The Family Jewels — CIA Internal Compendium, 1973
1973-05-09The 693-page internal Central Intelligence Agency compendium produced in May–June 1973 in response to Director James Schlesinger's directive to CIA personnel to report any activities they believed to lie outside the Agency's statutory authority. The document became the principal internal-disclosure base for the Rockefeller Commission and Senate [Church Committee](/dossiers/church-committee) investigations of 1975–76, and was substantially declassified by CIA on 25 June 2007.

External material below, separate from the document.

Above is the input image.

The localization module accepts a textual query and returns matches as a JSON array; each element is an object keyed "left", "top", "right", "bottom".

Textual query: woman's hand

Audio readout of this dossier.
Background
In early 1973 the Central Intelligence Agency operated under substantial post-Watergate institutional stress. The unfolding Senate Watergate Committee investigation, the parallel House Judiciary impeachment-investigation proceedings, and the substantial press attention to the institutional question of CIA involvement in the Watergate break-in and its associated activities had produced — within the Agency's senior leadership — a substantive concern that the broader pattern of CIA Cold War operational activity might become institutionally vulnerable to disclosure. The institutional position was both defensive (a desire to prevent further institutional damage from unmanaged disclosure) and substantively-anticipatory (a recognition that the broader Cold War record might require institutional acknowledgement on the Agency's own terms rather than through external disclosure).1
James Rodney Schlesinger took office as the ninth Director of Central Intelligence on 2 February 1973, succeeding Richard Helms. Schlesinger's appointment — preceded by service as an Assistant Director of the Office of Management and Budget and as Chairman of the Atomic Energy Commission — was the Nixon administration's substantive break with the Helms-era institutional culture of the Agency, and Schlesinger across his five-month tenure (he was sworn in as Secretary of Defense on 2 July 1973) substantially restructured the Agency's senior personnel, ordered the dismissal of approximately 1,500 CIA officers including substantial portions of the Directorate of Operations, and undertook the internal-review activity that would produce the Family Jewels compendium.2
The Compilation
On 9 May 1973, Schlesinger issued an internal directive to all CIA Deputy Directors and senior officials requiring each to report to him "any activities now going on, or that have gone on in the past, which might be construed to be outside the legislative charter of this Agency." The directive's substantive scope — past as well as ongoing activities, with the framing of statutory rather than political vulnerability — was institutionally consequential because it required CIA personnel to compile their own institutional account of activities the Agency's own leadership judged might exceed the foreign-intelligence mandate established by the National Security Act of 1947.3
The compilation that resulted across the following six weeks ran to approximately 693 pages of internal reports. Operational coordination of the compilation fell to William Colby, then Deputy Director for Operations and the senior officer with the broadest cross-directorate access to the activities the directive addressed. Colby succeeded Schlesinger as Director of Central Intelligence on 4 September 1973 following Schlesinger's transfer to the Department of Defense, and Colby's institutional position across the subsequent two-year period — as the Director responsible for managing the institutional response to the Rockefeller Commission and Church Committee investigations — was substantially shaped by his direct familiarity with the Family Jewels document's contents.4
The colloquial name "Family Jewels" reflected the institutional position that the document compendium contained the Agency's most sensitive and institutionally vulnerable material. The label was used internally within CIA from substantially the compilation period onward and entered the broader public-record vocabulary through the Church Committee–era disclosures of 1975–76.5
Contents
The substantive content of the Family Jewels addressed approximately twenty principal areas of CIA activity that Agency personnel reported as potentially exceeding the foreign-intelligence statutory mandate. The principal items, as subsequently documented in the Rockefeller Commission and Church Committee reports and in the 2007 declassification of the document itself, included:
- The HTLINGUAL mail-opening programme conducted at the international-mail-routing facility at New York's airport from 1952 to 1973.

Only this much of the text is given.